À l’inverse des taux de nitrites et de nitrates trop élevés nous indiqueront que le filtre, les végétaux cultivés, est inefficace et que le métabolisme de ces dernières est insuffisant pour dépolluer l’eau des déjections. Dans ce cas, il faut augmenter le nombre de végétaux et/ou choisir des végétaux plus gourmands en nutriments et/ou diminuer la population des poissons dans la piscine et/ou pêcher les poissons les plus gros en les remplaçant par des bébés poissons.
L’aquaponie crée une source de nourriture permanente et complète.
Ce principe est très ancien puisqu’il était déjà exploité par les Mayas.
Ces indiens cultivaient leurs plantes à la surface de l’eau sur des radeaux sous lesquels des pièges à poissons étaient accrochés. Les poissons se trouvaient alors emprisonnés sous les racines des plantes, les alimentant avec leurs déjections, et nourrissaient la population locale de leur chair.
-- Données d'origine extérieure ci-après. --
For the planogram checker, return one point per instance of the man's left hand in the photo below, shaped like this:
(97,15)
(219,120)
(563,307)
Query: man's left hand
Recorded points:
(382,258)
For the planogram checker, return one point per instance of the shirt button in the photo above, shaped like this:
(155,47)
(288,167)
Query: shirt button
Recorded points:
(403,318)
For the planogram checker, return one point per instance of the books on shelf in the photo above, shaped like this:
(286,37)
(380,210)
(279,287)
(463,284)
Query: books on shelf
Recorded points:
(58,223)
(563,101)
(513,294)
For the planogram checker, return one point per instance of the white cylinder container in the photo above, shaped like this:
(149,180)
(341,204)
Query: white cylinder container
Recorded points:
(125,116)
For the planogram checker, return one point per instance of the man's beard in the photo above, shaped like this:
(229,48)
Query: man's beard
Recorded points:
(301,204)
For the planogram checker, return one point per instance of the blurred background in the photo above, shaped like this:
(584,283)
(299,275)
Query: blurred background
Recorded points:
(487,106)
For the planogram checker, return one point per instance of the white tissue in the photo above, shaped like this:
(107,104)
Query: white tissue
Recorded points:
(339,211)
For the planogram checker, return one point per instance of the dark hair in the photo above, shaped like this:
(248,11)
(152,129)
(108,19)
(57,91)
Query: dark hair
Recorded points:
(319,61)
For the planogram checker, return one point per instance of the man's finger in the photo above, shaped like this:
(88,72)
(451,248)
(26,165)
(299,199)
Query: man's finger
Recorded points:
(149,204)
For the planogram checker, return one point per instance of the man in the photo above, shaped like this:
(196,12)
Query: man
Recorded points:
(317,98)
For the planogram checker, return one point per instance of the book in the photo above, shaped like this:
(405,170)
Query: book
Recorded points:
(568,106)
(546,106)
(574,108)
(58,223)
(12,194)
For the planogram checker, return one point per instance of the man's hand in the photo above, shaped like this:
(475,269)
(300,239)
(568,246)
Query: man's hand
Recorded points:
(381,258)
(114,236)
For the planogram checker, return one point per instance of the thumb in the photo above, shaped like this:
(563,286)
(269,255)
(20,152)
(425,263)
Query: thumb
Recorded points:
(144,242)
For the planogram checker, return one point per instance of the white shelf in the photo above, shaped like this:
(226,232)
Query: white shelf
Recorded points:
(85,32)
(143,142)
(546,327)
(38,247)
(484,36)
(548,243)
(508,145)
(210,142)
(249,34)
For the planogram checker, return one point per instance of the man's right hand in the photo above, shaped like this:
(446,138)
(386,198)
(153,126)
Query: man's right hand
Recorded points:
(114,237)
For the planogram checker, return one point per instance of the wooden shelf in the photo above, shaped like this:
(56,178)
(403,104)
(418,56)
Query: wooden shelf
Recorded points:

Un bassin artificiel, peuplé de poissons, comme le Tilapia, et supportant la culture de légumes, pourrait être décliné à l’infini pour répondre aux problèmes d’alimentation dans le monde.
L’agriculture Gaïa permet les expériences en apesanteur sans utiliser de substrat même neutre comme la laine de roche, ce qui intéressera très probablement la N.A.S.A.

L’agriculture Gaïa répond à la question de l’autosuffisance par l’hyper productivité, sans toutefois souiller les nappes phréatiques par l’utilisation de pesticides même dit pour agriculture biologique, sans utiliser la transgénique, et en économisant l’eau.
L’agriculture Gaïa doit proliférer prioritairement dans des zones géographiques de notre planète qui sont hostiles à l’agriculture (comme la ceinture du Sahel, ce qui va augmenter considérablement la superficie totale agricole de notre planète) et dans des pays qui n’ont pas de superficie agricole comme l’Andorre leur permettant de ne plus acheter mais permettant l’auto production et l’autosuffisance (si cela fait partie de la stratégie politico-économique).